Is the 565 replacing the 555 for 2006? Will the 585 be updated in 2006? 585 or 565???? Can't wait to test ride the 565. Any idea when they are to be released?


----------



## sirbikealot (Apr 8, 2005)

trojanlete said:


> Is the 565 replacing the 555 for 2006? Will the 585 be updated in 2006? 585 or 565???? Can't wait to test ride the 565. Any idea when they are to be released?

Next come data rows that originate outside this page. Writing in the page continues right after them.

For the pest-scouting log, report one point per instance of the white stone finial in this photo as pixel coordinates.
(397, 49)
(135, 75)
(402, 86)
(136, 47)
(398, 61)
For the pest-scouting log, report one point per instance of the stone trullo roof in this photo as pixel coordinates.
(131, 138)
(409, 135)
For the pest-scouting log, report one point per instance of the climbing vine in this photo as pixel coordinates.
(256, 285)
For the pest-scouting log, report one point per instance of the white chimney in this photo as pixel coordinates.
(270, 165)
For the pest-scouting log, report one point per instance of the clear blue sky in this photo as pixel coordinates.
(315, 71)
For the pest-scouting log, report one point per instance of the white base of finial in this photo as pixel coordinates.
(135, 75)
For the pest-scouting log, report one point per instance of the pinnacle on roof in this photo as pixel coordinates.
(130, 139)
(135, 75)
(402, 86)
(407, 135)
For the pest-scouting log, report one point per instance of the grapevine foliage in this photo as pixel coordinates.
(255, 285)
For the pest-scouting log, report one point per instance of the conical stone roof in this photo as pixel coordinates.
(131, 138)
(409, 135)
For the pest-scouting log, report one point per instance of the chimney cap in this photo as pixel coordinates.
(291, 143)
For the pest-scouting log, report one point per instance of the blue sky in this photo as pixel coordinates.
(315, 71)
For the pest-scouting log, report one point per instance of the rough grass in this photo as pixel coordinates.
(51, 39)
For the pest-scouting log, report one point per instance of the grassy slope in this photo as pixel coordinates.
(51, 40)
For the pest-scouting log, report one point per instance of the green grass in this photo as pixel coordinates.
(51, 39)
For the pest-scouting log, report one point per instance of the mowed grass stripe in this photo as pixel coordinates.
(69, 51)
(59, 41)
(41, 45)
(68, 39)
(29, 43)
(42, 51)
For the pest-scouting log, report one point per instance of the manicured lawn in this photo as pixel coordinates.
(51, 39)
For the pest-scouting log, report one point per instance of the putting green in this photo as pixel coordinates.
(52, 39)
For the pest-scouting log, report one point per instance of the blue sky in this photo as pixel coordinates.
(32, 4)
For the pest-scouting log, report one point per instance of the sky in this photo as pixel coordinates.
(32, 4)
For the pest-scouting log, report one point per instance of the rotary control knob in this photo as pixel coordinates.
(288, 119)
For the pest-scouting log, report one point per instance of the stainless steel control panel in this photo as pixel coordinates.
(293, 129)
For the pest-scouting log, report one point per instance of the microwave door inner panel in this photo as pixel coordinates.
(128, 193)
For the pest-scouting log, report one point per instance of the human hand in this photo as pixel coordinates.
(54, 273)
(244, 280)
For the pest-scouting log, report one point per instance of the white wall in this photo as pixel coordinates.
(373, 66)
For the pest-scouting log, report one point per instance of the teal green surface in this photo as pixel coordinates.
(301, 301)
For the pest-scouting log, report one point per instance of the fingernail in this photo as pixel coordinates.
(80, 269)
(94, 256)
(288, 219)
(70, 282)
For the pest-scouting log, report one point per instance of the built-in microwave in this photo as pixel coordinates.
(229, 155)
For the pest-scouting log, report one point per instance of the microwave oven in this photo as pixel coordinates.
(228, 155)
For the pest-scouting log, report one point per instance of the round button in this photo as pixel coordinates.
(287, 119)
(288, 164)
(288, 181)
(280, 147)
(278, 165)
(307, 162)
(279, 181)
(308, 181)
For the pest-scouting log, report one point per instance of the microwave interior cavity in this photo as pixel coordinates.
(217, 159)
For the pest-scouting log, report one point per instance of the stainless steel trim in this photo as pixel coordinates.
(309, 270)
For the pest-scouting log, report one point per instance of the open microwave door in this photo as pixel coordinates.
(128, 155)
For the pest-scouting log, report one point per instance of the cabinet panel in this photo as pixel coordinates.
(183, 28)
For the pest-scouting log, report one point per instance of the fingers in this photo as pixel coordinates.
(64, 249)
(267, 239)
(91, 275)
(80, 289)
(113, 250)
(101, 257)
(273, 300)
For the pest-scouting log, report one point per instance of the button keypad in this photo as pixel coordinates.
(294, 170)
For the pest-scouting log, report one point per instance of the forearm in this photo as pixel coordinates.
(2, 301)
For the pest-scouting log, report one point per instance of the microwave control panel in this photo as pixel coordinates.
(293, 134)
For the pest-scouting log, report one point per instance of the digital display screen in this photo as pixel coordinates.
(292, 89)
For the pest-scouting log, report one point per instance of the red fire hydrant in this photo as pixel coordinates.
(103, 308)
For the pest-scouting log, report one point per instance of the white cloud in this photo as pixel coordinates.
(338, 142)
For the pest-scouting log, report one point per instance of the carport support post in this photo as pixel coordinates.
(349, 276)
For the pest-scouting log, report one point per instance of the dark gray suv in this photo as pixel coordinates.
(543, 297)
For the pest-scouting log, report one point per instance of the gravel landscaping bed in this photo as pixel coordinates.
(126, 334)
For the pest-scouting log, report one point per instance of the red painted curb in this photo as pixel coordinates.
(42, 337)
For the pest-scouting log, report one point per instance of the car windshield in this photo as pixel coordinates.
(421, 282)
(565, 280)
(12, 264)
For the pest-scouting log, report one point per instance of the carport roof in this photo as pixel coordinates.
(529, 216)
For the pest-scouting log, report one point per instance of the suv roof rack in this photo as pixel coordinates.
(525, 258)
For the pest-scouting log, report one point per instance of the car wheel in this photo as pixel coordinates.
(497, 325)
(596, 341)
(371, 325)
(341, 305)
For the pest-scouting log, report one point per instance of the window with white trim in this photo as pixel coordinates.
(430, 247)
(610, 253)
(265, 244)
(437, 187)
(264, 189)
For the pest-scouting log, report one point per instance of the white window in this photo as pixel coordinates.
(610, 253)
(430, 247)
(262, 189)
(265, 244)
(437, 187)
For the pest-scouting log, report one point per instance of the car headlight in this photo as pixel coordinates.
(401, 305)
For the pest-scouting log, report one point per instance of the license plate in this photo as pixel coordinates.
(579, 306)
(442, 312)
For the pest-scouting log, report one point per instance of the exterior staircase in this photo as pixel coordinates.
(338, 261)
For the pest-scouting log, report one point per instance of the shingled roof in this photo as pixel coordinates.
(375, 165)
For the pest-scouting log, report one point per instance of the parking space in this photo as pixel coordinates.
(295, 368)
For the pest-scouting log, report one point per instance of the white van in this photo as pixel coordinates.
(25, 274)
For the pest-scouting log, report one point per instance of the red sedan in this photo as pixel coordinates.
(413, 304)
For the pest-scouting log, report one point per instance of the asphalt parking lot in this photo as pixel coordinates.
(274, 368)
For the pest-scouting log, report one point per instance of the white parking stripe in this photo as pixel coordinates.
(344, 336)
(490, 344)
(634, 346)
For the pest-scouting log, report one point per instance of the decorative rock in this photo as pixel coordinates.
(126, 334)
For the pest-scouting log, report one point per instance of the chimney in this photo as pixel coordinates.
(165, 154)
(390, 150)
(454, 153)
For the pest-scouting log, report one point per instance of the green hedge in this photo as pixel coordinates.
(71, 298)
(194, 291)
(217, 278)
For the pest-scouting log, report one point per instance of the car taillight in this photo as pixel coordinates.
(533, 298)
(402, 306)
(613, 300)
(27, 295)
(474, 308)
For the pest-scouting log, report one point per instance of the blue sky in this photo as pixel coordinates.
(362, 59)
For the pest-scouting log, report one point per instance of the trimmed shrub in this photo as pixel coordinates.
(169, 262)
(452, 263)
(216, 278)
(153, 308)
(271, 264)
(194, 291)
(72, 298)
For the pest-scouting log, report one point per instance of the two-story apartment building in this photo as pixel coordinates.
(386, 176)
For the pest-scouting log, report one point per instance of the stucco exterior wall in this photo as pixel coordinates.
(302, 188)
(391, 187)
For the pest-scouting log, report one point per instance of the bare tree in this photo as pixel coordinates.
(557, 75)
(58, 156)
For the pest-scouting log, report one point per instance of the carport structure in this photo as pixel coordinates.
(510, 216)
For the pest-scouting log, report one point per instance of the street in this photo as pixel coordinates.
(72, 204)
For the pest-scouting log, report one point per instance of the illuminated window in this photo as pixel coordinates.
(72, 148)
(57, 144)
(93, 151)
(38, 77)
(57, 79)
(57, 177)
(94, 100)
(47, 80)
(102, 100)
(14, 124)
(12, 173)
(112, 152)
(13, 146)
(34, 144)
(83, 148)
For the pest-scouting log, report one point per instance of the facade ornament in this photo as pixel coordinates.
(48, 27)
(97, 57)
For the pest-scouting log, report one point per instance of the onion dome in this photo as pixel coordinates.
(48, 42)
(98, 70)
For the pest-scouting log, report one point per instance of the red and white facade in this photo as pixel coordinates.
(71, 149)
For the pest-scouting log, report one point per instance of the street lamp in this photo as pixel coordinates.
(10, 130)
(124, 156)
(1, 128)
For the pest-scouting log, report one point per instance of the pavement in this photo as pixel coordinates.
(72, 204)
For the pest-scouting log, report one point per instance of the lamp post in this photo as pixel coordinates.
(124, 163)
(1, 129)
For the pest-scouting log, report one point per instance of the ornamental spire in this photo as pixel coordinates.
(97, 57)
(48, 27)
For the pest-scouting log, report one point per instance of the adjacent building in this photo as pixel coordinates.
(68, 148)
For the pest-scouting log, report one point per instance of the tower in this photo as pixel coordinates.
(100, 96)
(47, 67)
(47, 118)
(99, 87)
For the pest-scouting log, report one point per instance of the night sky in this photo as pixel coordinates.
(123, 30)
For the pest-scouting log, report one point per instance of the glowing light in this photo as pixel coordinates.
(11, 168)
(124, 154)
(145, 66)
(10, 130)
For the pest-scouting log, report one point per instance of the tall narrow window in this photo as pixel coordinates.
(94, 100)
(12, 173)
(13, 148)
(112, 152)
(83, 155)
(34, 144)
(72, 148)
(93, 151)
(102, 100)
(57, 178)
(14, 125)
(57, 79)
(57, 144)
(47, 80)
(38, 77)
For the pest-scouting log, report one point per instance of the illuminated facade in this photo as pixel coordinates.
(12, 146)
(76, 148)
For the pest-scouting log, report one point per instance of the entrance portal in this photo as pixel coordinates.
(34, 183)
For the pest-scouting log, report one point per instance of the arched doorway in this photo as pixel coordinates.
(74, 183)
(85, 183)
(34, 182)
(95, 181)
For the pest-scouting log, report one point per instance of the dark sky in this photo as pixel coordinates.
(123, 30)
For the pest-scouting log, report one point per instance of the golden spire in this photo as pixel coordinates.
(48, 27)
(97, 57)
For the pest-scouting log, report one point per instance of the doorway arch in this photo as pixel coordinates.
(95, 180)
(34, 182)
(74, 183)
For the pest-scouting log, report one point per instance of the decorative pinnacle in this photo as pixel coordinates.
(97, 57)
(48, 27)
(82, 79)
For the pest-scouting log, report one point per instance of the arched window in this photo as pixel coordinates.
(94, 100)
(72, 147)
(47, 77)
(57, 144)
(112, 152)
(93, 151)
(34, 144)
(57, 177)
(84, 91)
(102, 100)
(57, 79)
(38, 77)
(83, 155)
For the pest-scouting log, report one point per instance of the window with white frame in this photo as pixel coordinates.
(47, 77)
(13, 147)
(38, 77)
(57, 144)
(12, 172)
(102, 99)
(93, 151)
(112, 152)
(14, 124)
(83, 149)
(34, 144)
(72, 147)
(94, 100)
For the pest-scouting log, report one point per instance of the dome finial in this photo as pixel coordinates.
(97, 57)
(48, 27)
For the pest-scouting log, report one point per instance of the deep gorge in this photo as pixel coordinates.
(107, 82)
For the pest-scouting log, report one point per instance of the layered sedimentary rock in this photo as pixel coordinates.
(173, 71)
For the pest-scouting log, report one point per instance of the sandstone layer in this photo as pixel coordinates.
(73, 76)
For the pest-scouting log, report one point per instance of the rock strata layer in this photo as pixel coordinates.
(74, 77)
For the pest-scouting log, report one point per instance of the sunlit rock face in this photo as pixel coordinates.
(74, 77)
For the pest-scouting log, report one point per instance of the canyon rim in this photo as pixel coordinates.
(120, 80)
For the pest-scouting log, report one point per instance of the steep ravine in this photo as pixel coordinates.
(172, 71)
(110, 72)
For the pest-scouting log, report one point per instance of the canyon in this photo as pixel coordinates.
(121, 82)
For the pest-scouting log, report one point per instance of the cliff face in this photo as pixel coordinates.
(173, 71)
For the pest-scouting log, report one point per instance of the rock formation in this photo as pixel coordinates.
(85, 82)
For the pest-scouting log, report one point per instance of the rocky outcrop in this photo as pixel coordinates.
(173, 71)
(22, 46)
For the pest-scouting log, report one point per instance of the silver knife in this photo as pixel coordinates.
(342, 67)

no the 555,565 and 585 are all a go for 2006

555 has new HSC4 fork, straight stays,alum bb, HM carbon

565 has new HSC5 fork, curved rear stays, alum bb, HM carbon throughout

585 has new HSC5 fork, curved rear stays, forged carbon bb and VHM carbon throughout and internally butted frame


----------



## acid_rider (Nov 23, 2004)

*HSC4 versus HSC5 fork?*



sirbikealot said:


> no the 555,565 and 585 are all a go for 2006
> 
> 555 has new HSC4 fork, straight stays,alum bb, HM carbon
> 
> ...


pardon my ignorance - what are the advantages of HSC5 fork over HSC4 fork in 2006 line-up? And what is the weight difference between them?

Will new 565 ride better i.e more comfortable than 555 or is it just stiffer and lighter?Assume distance-style of road riding, not racing criteriums, not doing TT/aero-bars etc.

thank you


----------



## tthomlaw (Sep 14, 2005)

*Good to know*



frenchmb said:


> Can't believe it I just purchased a 555 so I would get the HSC 5 fork and blue colour scheme! If I had only known the 565 was on the way, it's lighter and comes in white  Found this link http://www.cycleshow.co.uk/page.cfm/link=160 with a bit of detail about it.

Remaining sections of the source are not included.